The latest poll was taken after the Bank of England committee joined other major central banks around the world in delivering a half-point cut in benchmark interest rates at noon on Wednesday in a concerted effort to ward off global economic crisis.
Forecasts of near-term UK interest rates have been cut dramatically since last month, as the global credit crisis has taken a lurch for the worse in the wake of the collapse of US investment bank Lehman Brothers and a raft of economic data has reinforced fears that the UK economy is headed for recession.
The median forecasts in the latest Reuters poll have UK base rates at 3.5% by the end of the first quarter of next year and at 3.25% by next June, with another quarter-point reduction to 3% forecast in the fourth quarter of 2009. The prediction in last week's poll was that base rates would bottom out at 4% by the middle of next year.
The latest poll was published after HBOS subsidiary Halifax said yesterday morning that the average UK house price had fallen by a further, seasonally-adjusted 1.3% in September.
This left the average price last month about 13.3% adrift of that in September last year, the worst year-on-year decline since comparable records began in 1983.
On Halifax's preferred measure of the annual move, comparing the latest three months to September with the same period last year, the average UK house price was down 12.4%. This is also the worst year-on-year fall since comparable records began a quarter of a century ago.
Seema Shah, property economist at consultancy Capital Economics, said: "September's fall marks the eighth consecutive monthly decline.
"This is yet another negative trend that has surpassed the early 1990s slump, when the longest run of house price falls was seven months "The UK economy is still on course for a two-year contraction, buyer confidence is muted, house prices remain overvalued, and lenders are likely to remain cautious.
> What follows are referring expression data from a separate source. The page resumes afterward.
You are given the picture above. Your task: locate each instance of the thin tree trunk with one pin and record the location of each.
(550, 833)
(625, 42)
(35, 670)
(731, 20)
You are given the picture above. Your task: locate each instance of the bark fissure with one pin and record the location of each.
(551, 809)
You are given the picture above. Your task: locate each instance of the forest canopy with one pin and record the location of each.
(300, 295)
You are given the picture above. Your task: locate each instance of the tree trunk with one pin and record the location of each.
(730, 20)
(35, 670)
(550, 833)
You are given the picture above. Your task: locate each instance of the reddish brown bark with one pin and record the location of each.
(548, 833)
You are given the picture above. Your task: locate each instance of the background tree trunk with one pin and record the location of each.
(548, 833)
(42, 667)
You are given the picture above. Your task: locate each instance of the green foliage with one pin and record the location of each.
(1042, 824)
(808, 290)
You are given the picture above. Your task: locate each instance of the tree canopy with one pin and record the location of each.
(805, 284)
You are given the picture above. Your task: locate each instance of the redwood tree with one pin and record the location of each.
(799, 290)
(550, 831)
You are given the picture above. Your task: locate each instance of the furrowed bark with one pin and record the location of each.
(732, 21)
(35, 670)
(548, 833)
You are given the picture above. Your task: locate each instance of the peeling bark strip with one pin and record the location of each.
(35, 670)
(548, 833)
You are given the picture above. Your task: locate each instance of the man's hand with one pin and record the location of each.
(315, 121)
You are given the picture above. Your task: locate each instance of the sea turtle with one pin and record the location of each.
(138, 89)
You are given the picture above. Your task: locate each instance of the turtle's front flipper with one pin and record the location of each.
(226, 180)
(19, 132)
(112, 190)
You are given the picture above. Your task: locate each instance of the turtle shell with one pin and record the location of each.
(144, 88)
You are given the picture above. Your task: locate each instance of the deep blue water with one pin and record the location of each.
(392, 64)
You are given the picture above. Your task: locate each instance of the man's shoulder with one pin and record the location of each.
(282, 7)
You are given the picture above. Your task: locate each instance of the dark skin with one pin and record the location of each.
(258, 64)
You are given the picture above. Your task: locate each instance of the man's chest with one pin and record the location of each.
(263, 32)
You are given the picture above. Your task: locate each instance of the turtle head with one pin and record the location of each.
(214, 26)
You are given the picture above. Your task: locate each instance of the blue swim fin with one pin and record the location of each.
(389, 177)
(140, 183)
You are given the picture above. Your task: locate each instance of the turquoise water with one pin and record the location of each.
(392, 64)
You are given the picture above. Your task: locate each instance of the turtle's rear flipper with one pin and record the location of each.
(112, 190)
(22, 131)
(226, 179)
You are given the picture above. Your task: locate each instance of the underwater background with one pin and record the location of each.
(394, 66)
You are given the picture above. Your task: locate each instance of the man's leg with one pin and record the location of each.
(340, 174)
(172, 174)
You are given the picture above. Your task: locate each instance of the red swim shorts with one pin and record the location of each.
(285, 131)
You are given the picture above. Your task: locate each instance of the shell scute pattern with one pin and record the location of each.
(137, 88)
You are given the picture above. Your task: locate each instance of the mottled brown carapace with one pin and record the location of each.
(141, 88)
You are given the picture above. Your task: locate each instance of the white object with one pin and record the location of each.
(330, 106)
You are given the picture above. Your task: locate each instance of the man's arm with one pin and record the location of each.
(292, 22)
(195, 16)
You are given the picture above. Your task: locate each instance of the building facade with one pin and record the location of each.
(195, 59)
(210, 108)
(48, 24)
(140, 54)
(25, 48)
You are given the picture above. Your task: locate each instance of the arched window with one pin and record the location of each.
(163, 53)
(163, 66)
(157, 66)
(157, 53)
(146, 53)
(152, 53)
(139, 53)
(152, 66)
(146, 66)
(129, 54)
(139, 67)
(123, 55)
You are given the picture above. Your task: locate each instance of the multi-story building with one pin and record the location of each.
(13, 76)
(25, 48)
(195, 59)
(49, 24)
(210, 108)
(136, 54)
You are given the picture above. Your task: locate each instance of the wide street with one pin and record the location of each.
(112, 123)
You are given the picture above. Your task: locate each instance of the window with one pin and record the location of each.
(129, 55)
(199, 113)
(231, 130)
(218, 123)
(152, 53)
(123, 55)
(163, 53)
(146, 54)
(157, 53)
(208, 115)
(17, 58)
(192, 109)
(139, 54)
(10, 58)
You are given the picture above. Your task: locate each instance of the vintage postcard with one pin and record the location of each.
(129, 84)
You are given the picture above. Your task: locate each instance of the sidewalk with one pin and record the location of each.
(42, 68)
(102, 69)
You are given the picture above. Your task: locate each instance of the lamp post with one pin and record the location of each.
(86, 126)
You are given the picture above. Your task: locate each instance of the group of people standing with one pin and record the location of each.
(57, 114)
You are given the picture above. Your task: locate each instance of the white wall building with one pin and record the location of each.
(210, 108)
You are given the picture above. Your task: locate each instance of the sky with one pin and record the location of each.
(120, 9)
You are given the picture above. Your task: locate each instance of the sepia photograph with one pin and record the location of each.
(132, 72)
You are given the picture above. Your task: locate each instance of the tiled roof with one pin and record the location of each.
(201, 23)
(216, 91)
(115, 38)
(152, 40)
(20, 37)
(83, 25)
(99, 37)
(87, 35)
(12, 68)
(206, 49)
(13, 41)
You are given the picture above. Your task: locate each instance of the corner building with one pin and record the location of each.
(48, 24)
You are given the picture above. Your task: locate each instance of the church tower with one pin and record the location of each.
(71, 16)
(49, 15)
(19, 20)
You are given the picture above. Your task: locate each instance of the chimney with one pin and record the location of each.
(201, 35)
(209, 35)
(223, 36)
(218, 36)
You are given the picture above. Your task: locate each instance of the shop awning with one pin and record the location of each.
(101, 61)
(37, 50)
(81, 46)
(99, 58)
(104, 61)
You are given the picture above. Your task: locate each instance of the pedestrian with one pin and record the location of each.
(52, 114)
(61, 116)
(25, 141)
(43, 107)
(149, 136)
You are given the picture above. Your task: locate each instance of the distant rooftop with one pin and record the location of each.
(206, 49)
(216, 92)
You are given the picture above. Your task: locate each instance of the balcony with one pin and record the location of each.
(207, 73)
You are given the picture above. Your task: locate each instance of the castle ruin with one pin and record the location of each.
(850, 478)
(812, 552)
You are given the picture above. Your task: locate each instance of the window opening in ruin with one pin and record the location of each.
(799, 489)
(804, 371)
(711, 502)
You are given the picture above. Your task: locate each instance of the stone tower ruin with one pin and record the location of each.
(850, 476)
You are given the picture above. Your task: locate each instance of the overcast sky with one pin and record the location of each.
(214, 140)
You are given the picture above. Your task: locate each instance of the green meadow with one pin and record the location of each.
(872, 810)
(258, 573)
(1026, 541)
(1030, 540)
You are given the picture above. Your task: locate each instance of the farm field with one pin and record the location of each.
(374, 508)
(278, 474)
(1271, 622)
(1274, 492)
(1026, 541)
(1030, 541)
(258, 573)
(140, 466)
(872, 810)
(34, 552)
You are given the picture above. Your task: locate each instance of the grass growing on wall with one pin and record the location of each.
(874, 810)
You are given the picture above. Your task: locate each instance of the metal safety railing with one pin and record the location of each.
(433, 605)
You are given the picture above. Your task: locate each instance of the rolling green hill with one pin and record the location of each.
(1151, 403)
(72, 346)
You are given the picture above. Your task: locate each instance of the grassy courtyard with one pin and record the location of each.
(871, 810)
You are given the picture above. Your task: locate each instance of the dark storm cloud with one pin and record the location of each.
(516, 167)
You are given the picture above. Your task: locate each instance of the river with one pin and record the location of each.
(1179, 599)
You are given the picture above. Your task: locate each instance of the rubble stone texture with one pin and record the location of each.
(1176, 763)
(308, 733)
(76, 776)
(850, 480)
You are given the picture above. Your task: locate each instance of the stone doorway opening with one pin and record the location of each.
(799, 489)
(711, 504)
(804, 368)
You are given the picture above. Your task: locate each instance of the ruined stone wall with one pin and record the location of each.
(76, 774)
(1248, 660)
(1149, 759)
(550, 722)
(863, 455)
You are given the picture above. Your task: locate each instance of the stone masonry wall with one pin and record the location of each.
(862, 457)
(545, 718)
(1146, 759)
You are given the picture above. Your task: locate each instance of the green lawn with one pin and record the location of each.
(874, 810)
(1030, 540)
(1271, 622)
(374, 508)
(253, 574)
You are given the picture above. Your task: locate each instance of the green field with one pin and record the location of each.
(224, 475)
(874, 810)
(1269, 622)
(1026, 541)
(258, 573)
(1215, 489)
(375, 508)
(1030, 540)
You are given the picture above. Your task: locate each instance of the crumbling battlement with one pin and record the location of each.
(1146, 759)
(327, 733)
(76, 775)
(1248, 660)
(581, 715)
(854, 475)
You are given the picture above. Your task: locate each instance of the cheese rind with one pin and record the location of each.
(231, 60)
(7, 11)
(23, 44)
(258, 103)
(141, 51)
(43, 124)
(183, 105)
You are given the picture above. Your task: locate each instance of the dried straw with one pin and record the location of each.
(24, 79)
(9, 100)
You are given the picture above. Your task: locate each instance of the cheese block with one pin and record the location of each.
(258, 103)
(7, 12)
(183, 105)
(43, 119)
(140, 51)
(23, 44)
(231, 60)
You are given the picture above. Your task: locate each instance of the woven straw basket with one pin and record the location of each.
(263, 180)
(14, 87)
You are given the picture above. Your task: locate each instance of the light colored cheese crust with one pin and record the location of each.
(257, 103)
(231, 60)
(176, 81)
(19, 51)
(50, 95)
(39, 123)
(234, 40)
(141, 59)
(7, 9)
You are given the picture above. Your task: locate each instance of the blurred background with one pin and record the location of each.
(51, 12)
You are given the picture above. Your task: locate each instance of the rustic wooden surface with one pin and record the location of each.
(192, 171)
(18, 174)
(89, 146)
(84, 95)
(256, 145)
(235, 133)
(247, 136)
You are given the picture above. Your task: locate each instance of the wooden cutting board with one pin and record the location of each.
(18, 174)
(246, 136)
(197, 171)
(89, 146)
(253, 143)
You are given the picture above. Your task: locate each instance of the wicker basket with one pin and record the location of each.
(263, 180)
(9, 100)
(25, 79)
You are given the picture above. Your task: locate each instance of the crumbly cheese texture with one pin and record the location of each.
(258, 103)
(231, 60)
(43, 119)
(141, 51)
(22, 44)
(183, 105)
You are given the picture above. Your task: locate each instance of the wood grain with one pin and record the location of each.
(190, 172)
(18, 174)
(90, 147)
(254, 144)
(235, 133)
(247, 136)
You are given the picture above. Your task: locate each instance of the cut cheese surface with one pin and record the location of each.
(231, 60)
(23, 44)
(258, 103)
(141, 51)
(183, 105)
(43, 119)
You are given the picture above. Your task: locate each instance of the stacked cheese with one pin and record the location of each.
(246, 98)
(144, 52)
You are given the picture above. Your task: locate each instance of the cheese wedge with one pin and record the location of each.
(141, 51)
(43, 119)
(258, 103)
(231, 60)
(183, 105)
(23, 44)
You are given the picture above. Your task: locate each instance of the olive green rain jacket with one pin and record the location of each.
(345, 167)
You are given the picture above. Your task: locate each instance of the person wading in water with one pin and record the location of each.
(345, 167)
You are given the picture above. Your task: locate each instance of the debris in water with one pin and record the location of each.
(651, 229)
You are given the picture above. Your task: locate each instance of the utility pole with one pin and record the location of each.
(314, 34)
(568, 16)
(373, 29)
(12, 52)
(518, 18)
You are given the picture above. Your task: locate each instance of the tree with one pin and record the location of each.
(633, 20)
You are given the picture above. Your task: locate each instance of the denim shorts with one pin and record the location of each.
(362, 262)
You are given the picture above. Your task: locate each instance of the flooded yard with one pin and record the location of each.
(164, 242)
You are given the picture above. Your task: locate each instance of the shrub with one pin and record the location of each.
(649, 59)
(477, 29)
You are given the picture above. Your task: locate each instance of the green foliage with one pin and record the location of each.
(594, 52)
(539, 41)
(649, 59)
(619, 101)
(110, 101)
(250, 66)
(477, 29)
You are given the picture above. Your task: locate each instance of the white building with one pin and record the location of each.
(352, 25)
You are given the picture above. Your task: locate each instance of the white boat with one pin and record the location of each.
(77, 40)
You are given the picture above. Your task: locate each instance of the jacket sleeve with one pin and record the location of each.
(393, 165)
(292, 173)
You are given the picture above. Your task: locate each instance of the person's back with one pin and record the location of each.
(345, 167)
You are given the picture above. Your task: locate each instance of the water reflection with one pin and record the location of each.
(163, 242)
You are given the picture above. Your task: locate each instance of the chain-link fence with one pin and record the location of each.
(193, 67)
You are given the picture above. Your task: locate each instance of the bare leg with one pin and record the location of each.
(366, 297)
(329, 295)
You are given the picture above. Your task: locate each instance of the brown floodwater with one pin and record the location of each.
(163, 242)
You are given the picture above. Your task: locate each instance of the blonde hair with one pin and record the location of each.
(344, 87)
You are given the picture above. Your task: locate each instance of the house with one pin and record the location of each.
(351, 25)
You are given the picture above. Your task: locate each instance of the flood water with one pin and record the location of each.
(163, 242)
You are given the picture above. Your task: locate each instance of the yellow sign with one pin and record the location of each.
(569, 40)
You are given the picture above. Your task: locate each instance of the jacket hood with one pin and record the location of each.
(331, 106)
In addition, it is doubtful that interest rates on offer to new borrowers will fall as far as official interest rates.
"The bottom line remains the same: house price falls still have much further to go."
The latest bleak house price survey, and its implications for the wider economy, weighed on the pound yesterday.
Sterling was last night trading around $1.7068, down more than two-and-a-quarter cents from its $1.73 close against the US currency in London on Wednesday.
The pound also fell against the euro. The single currency was last night trading around 79.7p - up about 0.65p on its Wednesday close in London.